Working hard in office and underwater

Some of Nunez’s greatest praise through this process is for Gary Pelton, until recently an environmental resource specialist for the Corps at the North Hartland Dam. He’s battled Dewey’s Pond milfoil since 2004. Even though Pelton now lives in Maine, Nunez says, “he still wrote the [milfoil control] grant. He’s coming back this summer. He’s an unsung hero—he spends 12 hours a day pulling milfoil, but he’s no fuss, no drama. I administer; he does.”

Pelton says, “In the past, it was mostly me. I’d spend seven or eight weeks; I’d live in a tent. But this summer I’m trying to line up help—college and high school kids—and I would like to get more local help.” He explains that the pond is so shallow since Irene that vegetation grows better. Milfoil grows up to the surface and then spreads out sideways, shading out other plants. “It’s so thick fish won’t go into it. Aquatic animals and insects that eat vegetation won’t eat it. And when it dies down in the winter and rots, that uses up the oxygen in the water, so it makes a dead zone.”

In some ways, the shallow water seems to make weeding easier, since, as Nunez says, “you used to work on the bottom by grabbing a breath and ducking underwater, but now you can walk right out there.” But, as any gardener knows, a heavy crop of weeds is very hard to deal with, and milfoil can start a new plant from broken bits not collected.

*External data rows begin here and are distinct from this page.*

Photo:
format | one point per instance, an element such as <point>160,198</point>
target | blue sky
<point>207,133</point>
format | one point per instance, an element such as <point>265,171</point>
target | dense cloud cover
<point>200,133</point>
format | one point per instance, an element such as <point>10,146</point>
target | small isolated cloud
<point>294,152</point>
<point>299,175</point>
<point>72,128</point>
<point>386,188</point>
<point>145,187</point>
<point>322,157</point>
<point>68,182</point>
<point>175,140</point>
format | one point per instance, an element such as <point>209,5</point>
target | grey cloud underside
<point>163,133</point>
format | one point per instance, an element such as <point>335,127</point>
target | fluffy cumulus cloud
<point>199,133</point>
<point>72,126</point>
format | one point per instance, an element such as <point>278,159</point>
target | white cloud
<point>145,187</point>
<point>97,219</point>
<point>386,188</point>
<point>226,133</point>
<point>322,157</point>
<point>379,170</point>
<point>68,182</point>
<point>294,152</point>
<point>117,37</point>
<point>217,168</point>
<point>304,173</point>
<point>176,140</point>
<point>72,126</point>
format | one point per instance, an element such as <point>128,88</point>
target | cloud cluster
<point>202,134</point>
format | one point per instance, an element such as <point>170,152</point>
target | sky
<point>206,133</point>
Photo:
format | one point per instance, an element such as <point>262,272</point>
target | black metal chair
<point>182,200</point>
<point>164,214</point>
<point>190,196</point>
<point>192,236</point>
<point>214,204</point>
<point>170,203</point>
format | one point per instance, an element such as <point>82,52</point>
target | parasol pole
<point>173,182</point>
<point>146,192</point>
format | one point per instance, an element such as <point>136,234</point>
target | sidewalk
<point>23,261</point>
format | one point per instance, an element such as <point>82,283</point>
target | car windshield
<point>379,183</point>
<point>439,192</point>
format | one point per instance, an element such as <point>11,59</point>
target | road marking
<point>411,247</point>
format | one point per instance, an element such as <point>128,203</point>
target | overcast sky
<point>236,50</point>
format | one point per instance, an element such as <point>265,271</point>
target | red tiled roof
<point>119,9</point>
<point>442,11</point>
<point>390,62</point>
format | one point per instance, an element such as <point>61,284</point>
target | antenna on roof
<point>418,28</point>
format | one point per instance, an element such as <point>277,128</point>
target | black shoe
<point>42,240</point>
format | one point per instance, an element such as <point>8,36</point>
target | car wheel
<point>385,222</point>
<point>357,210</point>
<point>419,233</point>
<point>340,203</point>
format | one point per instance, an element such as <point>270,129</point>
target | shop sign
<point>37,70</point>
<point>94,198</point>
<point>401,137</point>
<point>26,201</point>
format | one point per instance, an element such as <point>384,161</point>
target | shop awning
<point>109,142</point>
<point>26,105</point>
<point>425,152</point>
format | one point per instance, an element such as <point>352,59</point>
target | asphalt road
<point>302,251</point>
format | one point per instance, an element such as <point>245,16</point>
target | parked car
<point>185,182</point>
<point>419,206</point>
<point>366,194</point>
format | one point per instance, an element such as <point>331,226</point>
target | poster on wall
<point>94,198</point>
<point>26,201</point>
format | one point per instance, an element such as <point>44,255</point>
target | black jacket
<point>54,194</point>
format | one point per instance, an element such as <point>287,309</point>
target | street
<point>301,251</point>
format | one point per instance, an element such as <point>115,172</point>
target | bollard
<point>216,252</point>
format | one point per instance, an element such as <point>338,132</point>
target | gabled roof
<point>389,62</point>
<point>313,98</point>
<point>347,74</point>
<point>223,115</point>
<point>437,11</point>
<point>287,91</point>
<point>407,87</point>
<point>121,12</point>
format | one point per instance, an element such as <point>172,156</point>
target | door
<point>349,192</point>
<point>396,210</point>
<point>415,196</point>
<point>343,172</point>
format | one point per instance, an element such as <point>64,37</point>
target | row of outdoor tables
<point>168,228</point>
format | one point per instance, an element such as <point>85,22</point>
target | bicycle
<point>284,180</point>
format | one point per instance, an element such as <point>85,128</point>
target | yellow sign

So, it’s probably impossible to eradicate, but “we want to get the population as low as possible,” says Pelton. “Fifty percent [of the pond infested] is bad; ten percent, it’s possible to keep after.” Getting out with a group to work on the milfoil can be a party. The vegetation that’s removed can be composted or tilled into gardens to add humus—anything to keep it away from bodies of water!

Seeking Public Involvement

Nunez and others concerned to revive Dewey’s Pond held a couple of open meetings in the fall and winter to gather interested people and provide information. Getting the necessary permissions and funding is clearly going to be a difficult process, however. At this point in time, we have not been able to get the Corp to come to the table,” says Tad, and nothing can be done to repair the pond without their agreement. “My job,” says Nunez, “is to say ‘What’s the consensus?’” But he clearly has opinions about what should happen: “If it fills up with milfoil it’ll be worse than those 1967 hospital green hallways.”